Si gela il sangue a scorrere l'Atlante mondiale della desertificazione, del Centro comune di ricerca per la scienza e la conoscenza della Commissione europea (JRC).
Il quadro è da allarme rosso come quando è in corso uno tsunami: più del 75% della superficie terrestre è ormai degradata, con processi peggiori per l'Africa e l'Asia. Questo potrebbe significare che nel 2050 in alcune aree dell'Africa subsahariana, della Cina e dell'India oltre il 50% della produzione agricola andrà persa. E così «nel 2050 fino a 700 milioni di persone saranno costrette ad abbandonare le loro case per via di problemi legati alla scarsità delle risorse del suolo».

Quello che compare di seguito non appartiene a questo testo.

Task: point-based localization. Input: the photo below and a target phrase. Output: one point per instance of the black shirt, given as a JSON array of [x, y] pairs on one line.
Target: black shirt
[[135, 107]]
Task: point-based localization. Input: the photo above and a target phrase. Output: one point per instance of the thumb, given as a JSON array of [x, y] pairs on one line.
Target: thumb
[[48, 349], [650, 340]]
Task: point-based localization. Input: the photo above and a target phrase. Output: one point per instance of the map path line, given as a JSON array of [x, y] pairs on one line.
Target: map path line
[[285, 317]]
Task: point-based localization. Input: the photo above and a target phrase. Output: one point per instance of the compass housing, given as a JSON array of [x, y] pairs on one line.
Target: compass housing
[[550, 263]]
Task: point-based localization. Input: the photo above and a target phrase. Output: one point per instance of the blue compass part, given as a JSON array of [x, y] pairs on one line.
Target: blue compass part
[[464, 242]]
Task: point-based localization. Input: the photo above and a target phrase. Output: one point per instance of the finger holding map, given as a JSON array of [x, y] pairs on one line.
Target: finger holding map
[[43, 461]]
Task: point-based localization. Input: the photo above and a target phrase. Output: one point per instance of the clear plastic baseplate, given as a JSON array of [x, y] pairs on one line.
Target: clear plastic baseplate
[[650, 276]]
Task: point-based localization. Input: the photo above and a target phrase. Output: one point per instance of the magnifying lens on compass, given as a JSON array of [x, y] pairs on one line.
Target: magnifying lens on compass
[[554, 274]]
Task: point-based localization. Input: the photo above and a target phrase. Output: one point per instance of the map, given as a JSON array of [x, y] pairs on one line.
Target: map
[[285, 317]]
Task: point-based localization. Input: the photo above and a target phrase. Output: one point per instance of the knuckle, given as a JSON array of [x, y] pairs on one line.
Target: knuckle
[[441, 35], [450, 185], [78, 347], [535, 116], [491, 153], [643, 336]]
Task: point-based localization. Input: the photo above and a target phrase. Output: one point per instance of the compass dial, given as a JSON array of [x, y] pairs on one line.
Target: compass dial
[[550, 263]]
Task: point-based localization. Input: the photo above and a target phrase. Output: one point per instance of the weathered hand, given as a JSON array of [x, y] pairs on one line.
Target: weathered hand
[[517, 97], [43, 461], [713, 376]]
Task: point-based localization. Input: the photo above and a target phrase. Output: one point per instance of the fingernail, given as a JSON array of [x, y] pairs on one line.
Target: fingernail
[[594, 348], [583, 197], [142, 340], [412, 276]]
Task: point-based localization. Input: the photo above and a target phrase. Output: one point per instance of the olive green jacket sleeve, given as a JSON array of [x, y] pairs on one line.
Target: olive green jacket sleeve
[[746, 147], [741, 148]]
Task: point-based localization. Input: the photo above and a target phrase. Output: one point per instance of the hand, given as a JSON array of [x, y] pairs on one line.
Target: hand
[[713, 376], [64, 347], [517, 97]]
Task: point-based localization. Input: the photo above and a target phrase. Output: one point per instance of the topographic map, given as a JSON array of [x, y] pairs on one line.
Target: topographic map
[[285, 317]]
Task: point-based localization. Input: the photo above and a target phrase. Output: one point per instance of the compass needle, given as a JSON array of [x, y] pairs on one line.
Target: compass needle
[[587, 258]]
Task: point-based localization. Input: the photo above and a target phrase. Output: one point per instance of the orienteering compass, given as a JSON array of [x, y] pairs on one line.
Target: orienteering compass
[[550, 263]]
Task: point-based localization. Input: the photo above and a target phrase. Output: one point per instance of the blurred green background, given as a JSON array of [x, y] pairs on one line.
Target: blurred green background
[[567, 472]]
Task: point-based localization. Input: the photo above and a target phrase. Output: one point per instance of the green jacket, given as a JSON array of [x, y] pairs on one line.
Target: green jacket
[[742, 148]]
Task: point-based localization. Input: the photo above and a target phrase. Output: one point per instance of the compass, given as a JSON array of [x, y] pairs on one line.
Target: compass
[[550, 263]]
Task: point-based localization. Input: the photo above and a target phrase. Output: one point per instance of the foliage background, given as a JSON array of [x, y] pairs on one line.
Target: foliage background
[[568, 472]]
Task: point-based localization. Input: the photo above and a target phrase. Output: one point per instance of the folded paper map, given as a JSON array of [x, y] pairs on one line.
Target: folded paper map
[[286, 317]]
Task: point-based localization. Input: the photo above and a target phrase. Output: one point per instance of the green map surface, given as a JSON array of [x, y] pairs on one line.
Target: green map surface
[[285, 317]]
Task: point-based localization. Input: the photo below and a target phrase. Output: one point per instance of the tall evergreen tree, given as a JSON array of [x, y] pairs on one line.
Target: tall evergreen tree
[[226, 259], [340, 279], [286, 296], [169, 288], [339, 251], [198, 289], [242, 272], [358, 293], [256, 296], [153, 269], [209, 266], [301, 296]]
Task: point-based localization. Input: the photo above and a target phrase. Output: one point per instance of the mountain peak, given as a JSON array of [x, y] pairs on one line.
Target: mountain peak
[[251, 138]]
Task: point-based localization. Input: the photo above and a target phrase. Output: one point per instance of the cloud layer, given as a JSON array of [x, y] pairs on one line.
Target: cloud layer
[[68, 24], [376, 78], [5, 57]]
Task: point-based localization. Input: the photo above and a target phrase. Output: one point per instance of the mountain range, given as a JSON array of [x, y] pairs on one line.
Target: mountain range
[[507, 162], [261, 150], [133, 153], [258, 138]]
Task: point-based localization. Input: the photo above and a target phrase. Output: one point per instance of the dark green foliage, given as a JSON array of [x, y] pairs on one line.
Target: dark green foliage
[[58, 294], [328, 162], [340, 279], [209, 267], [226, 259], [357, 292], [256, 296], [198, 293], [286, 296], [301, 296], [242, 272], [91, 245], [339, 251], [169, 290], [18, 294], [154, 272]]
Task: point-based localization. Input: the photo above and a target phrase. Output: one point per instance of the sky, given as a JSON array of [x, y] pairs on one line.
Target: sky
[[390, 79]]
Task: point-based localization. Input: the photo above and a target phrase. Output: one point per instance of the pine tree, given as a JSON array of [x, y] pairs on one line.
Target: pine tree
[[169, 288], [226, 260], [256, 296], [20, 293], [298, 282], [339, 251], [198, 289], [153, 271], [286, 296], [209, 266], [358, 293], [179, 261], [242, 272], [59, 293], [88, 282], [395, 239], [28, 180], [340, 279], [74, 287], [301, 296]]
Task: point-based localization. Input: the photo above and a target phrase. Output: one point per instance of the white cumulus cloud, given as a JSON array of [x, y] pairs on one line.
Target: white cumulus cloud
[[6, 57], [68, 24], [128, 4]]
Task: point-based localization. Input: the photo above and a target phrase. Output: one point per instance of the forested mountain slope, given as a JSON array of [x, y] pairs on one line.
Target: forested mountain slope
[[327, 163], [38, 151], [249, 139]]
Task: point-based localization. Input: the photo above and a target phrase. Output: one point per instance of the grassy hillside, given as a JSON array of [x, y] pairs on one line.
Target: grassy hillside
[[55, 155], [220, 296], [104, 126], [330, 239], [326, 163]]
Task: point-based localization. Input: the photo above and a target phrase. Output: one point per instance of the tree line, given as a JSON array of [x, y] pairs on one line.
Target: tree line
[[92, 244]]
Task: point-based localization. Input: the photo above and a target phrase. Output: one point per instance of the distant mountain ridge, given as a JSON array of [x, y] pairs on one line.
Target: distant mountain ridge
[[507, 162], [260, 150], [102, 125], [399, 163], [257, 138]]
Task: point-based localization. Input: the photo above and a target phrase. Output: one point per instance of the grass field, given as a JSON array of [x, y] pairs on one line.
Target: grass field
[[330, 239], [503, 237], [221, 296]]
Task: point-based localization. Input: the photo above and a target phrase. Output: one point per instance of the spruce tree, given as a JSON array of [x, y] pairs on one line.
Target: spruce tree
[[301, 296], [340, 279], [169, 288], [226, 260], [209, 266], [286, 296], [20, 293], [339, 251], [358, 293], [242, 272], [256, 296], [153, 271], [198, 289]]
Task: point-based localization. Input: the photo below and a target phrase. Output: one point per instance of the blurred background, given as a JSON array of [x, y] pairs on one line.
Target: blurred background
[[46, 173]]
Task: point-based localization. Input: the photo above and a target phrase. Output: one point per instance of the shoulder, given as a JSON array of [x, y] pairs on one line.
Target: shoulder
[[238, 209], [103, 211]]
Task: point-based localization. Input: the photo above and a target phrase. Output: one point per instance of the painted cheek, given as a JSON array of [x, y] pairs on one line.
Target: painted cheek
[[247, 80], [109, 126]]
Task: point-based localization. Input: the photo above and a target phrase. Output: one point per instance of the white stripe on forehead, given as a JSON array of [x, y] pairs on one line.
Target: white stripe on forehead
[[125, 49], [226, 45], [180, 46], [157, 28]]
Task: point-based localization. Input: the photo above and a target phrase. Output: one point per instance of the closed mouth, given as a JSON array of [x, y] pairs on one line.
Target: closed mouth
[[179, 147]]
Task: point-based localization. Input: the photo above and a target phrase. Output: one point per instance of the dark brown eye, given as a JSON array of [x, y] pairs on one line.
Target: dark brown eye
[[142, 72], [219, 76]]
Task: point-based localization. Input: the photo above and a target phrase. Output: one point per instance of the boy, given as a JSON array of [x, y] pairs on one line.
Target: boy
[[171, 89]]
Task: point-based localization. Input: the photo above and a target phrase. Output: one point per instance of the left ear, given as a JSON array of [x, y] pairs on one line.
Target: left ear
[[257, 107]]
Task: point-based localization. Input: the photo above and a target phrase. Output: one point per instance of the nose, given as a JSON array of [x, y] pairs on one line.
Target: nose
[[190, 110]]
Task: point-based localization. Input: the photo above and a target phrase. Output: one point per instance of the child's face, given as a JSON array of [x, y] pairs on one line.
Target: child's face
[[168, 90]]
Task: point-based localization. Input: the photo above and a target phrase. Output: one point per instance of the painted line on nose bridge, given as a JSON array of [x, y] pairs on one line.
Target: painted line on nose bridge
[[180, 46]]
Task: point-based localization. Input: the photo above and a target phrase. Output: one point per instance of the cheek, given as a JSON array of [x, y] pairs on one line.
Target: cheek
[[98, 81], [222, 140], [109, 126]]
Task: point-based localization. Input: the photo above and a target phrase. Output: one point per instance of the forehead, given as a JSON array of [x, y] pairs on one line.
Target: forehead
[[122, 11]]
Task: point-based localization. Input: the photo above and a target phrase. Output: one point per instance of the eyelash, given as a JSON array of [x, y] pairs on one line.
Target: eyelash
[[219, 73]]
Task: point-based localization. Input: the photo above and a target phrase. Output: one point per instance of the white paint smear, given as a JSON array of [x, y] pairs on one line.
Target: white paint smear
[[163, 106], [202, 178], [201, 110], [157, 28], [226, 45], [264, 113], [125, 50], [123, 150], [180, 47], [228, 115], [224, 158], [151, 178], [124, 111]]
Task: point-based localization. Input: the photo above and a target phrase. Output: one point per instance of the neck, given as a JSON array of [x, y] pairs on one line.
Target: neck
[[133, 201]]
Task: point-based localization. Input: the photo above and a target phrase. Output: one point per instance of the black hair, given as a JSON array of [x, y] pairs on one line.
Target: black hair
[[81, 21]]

È urgente che si fermi il consumo di territorio anche evitando un'ulteriore espansione di terreni agricoli, spesso a colture intensive. Bisogna migliorare le rese, evitare gli enormi sprechi alimentari e passare a regimi alimentari vegetariani e mangiando proteine da fonti sostenibili.

L'Italia ha una bellezza tale e una varietà di territorio e specie viventi che meriterebbe rispetto. Per assicurare un futuro alla sa bellezza e al suo ecosistema occorrerebbe un'impostazione diversa del modello di crescita basato sui numeri del Pil.
In alternativa potremmo iniziare a promuovere una legge, e farlo subito, che impedisca ulteriore consumo di suolo.
Vorrebbe dire che tutto quello che si potrebbe fare in termini di abitazioni (le varie stime contano milioni di vani non abitati), strade, linee ferroviarie, e altre infrastrutture è il riuso, la riqualificazione di quanto già fatto.
Abbiamo le risorse e le intelligenze per studiare le soluzioni alternative alle nuove costruzioni, magari copiando quanto accade per altre realtà. Certo si perderanno attività, professionalità e mestieri ma se ne creeranno di nuove e più interessanti. Inoltre preserveremo meglio il territorio, potremmo dirottare risorse arrestare il processo di desertificazione e per conservare l'acqua che è già un bene prezioso, molto più di tante risorse energetiche, essendo essa stessa fonte di energia.
La realtà però in Italia continuiamo a riversare colate di cemento come dimostra il Rapporto Ispra-Snpa sul ”Consumo di Suolo in Italia 2018”. Nel 2017 abbiamo distrutto altri 52 km² e questo avviene anche nelle aree protette a rischio idrogeologico.
I dati più negativi si registrano nel Parco nazionale dei Monti Sibillini, con più di 24 ettari di territorio consumato e nel Gran Sasso e Monti della Laga, qui dovuti agli interventi post terremoti. Mentre i Parchi nazionali del Vesuvio, dell'Arcipelago di La Maddalena e del Circeo sono le aree tutelate con le peggiori fette di suolo sparito. Nemmeno a dirlo la Lombardia è la regione con la percentuale di suolo più consumato. E poi si osservano una buona quantità di piccoli comuni che hanno consumato oltre la metà del loro territorio.